Send your ideas and manuscripts to: editor@cbmh-bchm.ca. I know I’m going to.
Wow. What an amazingly productive year of great titles with enormous range and some innovative projects that are trying to make material available to wider audiences in new formats. And to think we didn’t even hear about all the journal articles, chapters in edited collections, book reviews, dictionary and encyclopedia entries, magazine articles, web posts, other conference papers, manuscript and grant reviews, pro bono specialist work for community museums and libraries, and so on, that all of us have done. But we thought about them, as we sat and toasted the success of our peers in making significant new contributions to the history of humankind, especially the way it suffers, cares, senses, reproduces, and thinks about mind and body.
The event made us feel proud to be twin societies made up of contemporary and active scholars with extensive research networks, and who are publishing work in the best venues in the world.
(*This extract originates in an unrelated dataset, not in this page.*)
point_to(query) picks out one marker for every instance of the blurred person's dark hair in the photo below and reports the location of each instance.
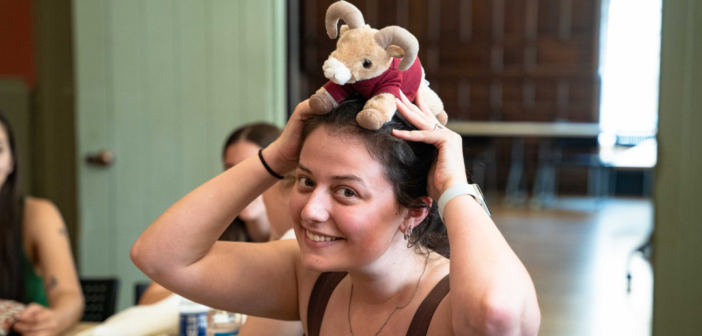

Typical of these two associations, the pride was subdued and all the people who got to present were way too self-effacing (except me, of course).
It was a great way to end the second day of the joint conference, and allowed us to go off to an informal group dinner at a surprisingly decent and inexpensive Indian buffet where we dined together feeling that our individual work and our collective project were going well.
Thanks again to Jackie Duffin and Casey Hurrell for this.